Now there is a move in South Florida to tone it down. Universities, government officials, religious leaders and civic groups are working to alter the conversational tone.
“The United States has a long tradition of civil debate,” said Robert Watson, a Lynn University professor who is leading a college civility initiative, Project Civitas. “The Framers committed to civility. We need to reclaim that.”
Students at Lynn, a small college campus in Boca Raton, this year started a Civility Club, and Watson plans to speak about public decorum during his commencement address.
Jeniffer De Souza, 20, said most of Lynn’s students follow each other online.
“We say things on social media that are super-dramatic because we crave attention and likes,” De Souza said. “People can get so vulgar. Then we have to look each other in the eye.”
College students are not the only Americans noticing a rising level of rudeness. Civic groups and public officials have experienced the coarseness firsthand and are rousing a new effort to combat the cruelty.

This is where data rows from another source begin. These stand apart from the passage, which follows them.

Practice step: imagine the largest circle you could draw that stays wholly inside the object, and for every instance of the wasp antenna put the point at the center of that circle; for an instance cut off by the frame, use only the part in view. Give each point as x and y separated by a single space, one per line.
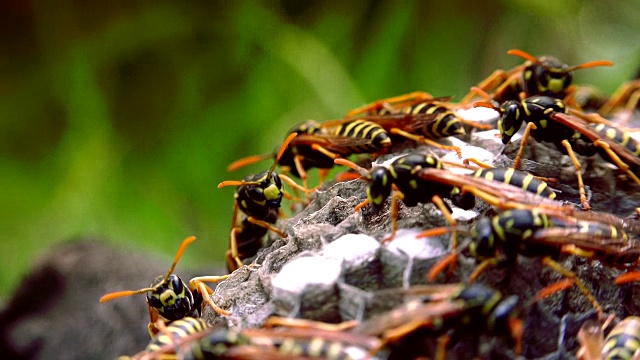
284 147
592 64
481 92
524 55
487 105
233 183
119 294
352 165
184 245
247 161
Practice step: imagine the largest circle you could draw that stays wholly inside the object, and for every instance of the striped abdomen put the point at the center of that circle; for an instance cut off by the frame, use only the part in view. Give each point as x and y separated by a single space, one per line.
176 330
620 137
518 178
363 129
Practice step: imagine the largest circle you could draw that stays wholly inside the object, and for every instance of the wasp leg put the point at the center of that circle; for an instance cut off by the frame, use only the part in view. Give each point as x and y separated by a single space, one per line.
422 139
576 164
361 205
441 349
552 264
233 257
446 262
616 160
267 226
439 203
523 143
554 288
303 173
477 162
392 103
205 291
484 265
397 195
627 277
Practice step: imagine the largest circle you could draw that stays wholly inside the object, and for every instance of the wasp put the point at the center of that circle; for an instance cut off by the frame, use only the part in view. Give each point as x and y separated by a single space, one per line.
258 198
497 241
546 76
473 308
197 343
176 330
548 121
401 175
418 116
623 341
406 174
170 299
508 176
318 144
625 100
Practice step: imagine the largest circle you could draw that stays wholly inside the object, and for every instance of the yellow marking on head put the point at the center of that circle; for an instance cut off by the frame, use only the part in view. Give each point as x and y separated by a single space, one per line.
556 85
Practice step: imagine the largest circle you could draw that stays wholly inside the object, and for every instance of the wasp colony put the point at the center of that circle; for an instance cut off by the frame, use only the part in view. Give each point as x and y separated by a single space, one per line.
501 225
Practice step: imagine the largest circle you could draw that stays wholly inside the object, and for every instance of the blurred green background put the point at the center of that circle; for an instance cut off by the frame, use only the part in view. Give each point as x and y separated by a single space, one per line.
119 118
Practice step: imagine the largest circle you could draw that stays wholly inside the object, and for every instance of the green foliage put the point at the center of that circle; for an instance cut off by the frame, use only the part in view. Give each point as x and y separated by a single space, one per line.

In Boca Raton, 18 rabbis and Jewish leaders signed a “Statement on Civility in
Public Discourse,” committing to energetic but courteous public discussions while rejecting hostility and intolerance.
And the city of Boca Raton has declared March “Civility Month,” working closely with Watson’s Project Civitas.

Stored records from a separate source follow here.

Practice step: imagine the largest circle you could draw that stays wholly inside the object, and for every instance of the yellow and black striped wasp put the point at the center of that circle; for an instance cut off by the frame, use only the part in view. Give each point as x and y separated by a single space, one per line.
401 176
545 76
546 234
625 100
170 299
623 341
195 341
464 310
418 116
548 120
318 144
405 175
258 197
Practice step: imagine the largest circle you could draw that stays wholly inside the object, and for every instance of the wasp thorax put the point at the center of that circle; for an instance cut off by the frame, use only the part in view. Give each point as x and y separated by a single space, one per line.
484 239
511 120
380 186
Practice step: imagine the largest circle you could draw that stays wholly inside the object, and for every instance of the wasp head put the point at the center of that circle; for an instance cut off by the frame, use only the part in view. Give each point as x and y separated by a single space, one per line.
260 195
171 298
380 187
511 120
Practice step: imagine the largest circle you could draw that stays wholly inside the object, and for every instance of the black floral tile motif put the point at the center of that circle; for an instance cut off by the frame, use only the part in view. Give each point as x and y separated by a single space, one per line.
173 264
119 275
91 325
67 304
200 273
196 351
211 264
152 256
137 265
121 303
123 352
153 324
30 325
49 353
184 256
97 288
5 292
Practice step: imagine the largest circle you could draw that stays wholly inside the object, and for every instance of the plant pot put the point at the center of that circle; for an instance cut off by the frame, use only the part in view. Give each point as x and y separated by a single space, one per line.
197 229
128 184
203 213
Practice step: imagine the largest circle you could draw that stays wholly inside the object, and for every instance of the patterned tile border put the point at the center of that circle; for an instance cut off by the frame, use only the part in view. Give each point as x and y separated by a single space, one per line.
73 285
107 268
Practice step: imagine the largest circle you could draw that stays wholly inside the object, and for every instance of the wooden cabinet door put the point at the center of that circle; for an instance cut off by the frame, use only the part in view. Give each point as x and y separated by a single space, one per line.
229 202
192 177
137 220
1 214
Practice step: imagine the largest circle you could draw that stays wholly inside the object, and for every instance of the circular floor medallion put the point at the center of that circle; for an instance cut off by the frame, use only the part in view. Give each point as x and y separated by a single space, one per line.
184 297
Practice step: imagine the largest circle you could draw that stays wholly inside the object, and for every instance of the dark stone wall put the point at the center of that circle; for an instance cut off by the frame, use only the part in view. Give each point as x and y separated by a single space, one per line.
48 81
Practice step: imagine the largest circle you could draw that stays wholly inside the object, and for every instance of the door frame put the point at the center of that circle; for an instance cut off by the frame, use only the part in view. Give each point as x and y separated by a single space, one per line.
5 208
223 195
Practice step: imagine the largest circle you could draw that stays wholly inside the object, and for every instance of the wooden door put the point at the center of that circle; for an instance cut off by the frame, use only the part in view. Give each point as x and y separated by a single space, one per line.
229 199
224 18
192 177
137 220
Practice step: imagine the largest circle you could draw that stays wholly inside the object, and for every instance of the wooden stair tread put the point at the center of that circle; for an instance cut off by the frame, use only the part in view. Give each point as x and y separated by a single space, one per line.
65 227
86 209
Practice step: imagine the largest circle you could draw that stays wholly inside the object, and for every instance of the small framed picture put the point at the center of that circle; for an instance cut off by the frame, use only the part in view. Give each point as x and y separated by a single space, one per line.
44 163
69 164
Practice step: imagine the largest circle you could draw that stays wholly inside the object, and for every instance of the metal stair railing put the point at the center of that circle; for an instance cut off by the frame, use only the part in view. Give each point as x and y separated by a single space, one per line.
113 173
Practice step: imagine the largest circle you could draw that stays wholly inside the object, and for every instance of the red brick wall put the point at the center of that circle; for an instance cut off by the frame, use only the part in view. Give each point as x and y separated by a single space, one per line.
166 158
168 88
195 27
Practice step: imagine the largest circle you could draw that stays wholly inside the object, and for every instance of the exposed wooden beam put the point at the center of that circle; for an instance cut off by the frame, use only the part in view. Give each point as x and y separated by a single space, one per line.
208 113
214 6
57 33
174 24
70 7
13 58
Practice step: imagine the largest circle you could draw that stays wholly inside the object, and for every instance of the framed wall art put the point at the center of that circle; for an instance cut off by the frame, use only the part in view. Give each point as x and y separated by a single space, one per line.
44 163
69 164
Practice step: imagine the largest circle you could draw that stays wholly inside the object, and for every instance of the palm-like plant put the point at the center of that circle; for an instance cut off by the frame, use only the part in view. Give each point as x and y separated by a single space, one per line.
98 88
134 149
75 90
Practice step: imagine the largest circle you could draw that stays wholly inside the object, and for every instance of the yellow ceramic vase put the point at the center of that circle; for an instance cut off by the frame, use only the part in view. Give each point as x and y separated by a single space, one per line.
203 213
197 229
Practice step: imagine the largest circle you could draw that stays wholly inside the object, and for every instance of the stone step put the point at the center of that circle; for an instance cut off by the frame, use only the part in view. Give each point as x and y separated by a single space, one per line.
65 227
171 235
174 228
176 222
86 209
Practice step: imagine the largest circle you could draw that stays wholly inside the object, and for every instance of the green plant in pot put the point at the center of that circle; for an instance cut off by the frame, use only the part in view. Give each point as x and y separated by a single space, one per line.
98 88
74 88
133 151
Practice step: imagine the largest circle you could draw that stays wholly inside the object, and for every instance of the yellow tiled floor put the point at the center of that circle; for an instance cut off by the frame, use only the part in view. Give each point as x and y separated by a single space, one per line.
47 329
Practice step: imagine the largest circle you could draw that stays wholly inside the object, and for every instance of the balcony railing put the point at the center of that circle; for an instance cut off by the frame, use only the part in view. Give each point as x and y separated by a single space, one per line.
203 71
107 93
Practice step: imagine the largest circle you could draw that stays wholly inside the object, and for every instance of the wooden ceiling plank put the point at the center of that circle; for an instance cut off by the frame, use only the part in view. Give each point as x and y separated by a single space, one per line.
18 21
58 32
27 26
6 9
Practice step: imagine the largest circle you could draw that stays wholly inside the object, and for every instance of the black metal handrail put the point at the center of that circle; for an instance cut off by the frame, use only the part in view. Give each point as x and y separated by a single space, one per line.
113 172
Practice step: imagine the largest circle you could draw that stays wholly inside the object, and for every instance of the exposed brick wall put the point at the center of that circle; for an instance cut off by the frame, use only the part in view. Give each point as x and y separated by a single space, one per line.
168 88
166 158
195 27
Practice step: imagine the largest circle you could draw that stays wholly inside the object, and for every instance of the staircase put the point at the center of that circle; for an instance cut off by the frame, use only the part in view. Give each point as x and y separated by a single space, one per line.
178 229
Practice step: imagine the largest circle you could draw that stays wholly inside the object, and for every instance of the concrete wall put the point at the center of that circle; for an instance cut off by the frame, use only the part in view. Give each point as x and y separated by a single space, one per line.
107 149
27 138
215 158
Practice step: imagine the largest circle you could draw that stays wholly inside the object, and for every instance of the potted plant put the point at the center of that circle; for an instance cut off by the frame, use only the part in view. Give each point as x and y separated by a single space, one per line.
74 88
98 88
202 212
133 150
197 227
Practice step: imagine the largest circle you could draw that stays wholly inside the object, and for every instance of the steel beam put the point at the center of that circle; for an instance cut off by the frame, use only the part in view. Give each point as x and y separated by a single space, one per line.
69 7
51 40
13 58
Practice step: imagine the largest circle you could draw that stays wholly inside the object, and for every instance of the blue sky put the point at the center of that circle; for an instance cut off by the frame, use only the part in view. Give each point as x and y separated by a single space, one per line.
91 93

Boca Raton Mayor Susan Haynie said she and fellow council members have seen residents at their worst in recent months, especially during controversies over a synagogue to be built on Palmetto Park Road and a satanic pentagram displayed in a park’s free-speech zone. Residents yelled, cursed and berated the council members.
“People get angry and insulting,” Haynie said. “They get unfiltered information from social media. They criticize us, and they have a lack of accurate information.”
Paul Spector, a psychology professor at the University of South Florida in Tampa, agrees. He said technology has changed human interaction, not always for the better.
“People are much more likely to be nasty in e-mail or social media when they don’t have to actually see the person,” Spector said.
Spector said researchers have been exploring civility for the past couple of decades, spurred by a growing awareness of bullying in schools.
But surveys show Americans see the rising meanness as not just a problem for youth but a national challenge: A 2016 report by communications firm Weber Shandwick and two other firms showed about three-quarters of Americans say civility has plummeted over the past few years, while 70 percent say it has reached a “crisis” level, up from 65 percent three years ago.
Fort Lauderdale attorney Jamie Cole, who is working on civility efforts for the Broward County Bar Association, has seen the nastiness not only among attorneys but at public meetings. He is the city attorney for Weston and Miramar.
He trains city officials not to yell and scream from the dais, where their sessions are not only taped for public view but posted live on social media.
He said the bar association is working with judges and law firms to preach basic consideration, such as not setting hearings when the opposing attorney is on vacation.
“Civility has been taking a back seat since the presidential election,” Cole said. “This has become the frame of reference.”
Matt Levin, chief executive officer of the Jewish Federation of South Palm Beach County, said he also observed a rising level of vitriol during the election.
Levin, who helped organize his community’s civility efforts four years ago, said he has found one strategy that has worked: quarterly meetings among Reform, Conservative and Orthodox rabbis, who discuss pressing community problems, have made their congregations more accepting and tolerant.
Levin said there always will be outliers who encourage agitation and disrespect social conventions.
“There are those that will fall outside that wall, that don’t want to be bound by a civility statement,” Levin said. “We need to push back on that bad behavior. We need to remind them that words matter.”